PatrykChrabaszcz / Imagenet32_Scripts

Scripts for Imagenet 32 dataset
MIT License
150 stars 47 forks source link

Trouble Using Data #1

Closed pGit1 closed 6 years ago

pGit1 commented 6 years ago

So when I download the data from the website, I get a tarfile back. I've tried your unpicle code and that won't work when I provide the tar file path. How exactly should I process this data in order to get to the images and labels? I am not following the scripts as I don't see any code where you process or unzip tarfiles.

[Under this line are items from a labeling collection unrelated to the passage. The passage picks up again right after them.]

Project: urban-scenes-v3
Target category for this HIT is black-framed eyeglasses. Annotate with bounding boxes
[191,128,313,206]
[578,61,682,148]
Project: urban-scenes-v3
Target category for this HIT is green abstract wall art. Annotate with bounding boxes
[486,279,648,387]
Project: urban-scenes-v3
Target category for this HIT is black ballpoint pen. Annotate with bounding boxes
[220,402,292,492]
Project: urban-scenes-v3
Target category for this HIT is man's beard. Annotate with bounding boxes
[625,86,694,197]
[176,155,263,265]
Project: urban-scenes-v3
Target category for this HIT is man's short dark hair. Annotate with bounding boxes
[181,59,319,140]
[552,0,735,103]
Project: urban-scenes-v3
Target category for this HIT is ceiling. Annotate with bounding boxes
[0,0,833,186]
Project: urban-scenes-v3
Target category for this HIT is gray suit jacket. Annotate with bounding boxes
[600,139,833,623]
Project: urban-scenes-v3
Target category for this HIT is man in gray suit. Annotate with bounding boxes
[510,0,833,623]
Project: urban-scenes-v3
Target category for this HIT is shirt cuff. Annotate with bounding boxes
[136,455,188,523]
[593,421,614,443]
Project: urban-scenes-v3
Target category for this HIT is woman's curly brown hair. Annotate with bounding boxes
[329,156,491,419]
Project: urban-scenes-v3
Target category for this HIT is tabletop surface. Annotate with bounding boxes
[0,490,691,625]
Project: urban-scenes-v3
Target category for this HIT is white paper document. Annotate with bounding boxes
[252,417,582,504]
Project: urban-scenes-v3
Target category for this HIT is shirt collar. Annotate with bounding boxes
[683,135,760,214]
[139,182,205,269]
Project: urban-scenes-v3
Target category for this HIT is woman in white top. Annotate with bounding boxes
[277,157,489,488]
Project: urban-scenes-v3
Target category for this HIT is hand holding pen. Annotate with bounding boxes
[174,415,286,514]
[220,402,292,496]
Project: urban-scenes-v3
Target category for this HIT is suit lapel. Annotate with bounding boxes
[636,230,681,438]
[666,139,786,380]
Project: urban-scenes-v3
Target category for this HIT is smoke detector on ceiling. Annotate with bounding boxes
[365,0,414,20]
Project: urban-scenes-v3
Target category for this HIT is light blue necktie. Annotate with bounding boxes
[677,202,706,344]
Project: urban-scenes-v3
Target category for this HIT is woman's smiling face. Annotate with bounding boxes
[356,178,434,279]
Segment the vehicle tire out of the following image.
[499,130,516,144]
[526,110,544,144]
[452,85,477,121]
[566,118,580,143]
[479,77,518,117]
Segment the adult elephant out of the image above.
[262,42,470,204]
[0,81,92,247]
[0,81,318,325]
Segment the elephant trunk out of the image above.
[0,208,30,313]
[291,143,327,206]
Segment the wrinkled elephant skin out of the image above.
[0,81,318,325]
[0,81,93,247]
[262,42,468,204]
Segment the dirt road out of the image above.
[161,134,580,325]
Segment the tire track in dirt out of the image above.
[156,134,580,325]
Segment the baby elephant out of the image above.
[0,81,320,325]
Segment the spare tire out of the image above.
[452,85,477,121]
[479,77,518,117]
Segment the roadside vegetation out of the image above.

PatrykChrabaszcz commented 6 years ago

When you unpack downloaded files then you should see files that can be loaded. For the code that reads the files please look at: https://patrykchrabaszcz.github.io/Imagenet32/

pGit1 commented 6 years ago

Thats where I am hiving the issue. How exactly to I "Unpack the files" in Windows?

PatrykChrabaszcz commented 6 years ago

You probably need to install some software to unpack the files. Files I uploaded are in .zip format. When you unzip them then they have the same format as CIFAR files. To see some code that is able to visualize what is inside those files look at: https://github.com/PatrykChrabaszcz/Imagenet32_Scripts/blob/master/test.py

pGit1 commented 6 years ago

Ok thank you!!

PatrykChrabaszcz commented 6 years ago

Does it work? Also using Python 2 might be problematic. As on the website: "You need Python3 to unpickle files. Note that its default encoding differs from Python2."

pGit1 commented 6 years ago

Hi I am using Python 3. Right now I am using 7zip to unzip the files to a directory. I can confirm that images are indeed being unzipped to the directory. What I cannot see is where the labels are in the file. It looks like all that gets extracted are the .png files. Although I have a long way to go before the file is done extracting. Once the images are loaded into a directory I will be OK from there.

I will be able to visualize on my own and start experimenting on my own. My concern was just getting the images extracted in the first place. But now it appears I will need the labels as well. From what I can tell in the unzipping process it doesn't appear that my download contains the label file associated with each .png file name.

I downloaded from here... http://image-net.org/small/download.php

PatrykChrabaszcz commented 6 years ago

Please take a look at the website: https://patrykchrabaszcz.github.io/Imagenet32/ There is a code to extract images and to extract labels

If it is still problematic then try to google for "CIFAR" dataset, it is quite popular. If you write a code that is able to read CIFAR files then the same code can be used to read "Imagenet 32x32".

pGit1 commented 6 years ago

I have. The below is not clear. What exact does file represent?

def unpickle(file):
    with open(file, 'rb') as fo:
        dict = pickle.load(fo)
    return dict

I see this as well:

def load_databatch(data_folder, idx, img_size=32):
    data_file = os.path.join(data_folder, 'train_data_batch_')

    d = unpickle(data_file + str(idx))
    x = d['data']
    y = d['labels']

but I still dont see how I can arrive at a dictionary after unzipping the tar files which is taking a very long time. I can confirm images are being extracted but there are no files that suggests there is a dictionary to extract. Perhaps the download link I used is missing this data. The link you provided to the data on the blog page is behind a firewall. I would have to wait for approval.

PatrykChrabaszcz commented 6 years ago

Probably you downloaded wrong dataset. We created Imagenet 32x32 because "small Imagenet" was published with a paper that used it for unsupervised training, and therefore did not need the labels. We created a new dataset, showed that different downsampling methods produce similar results and uploaded it together with the labels. Please use the link that is provided on the website, and yes you need to register to get an access there.

Sorry I didn't check your link 3 messages ago, both links look similar and I assumed it was the right one.

pGit1 commented 6 years ago

Darn. It looks like it takes too many days then I have for access. I need immediate access to labels or will fall behind :(

PatrykChrabaszcz commented 6 years ago

Strange, I remember that I got the access quite fast if not immediately. Maybe you should use university account if you are a student.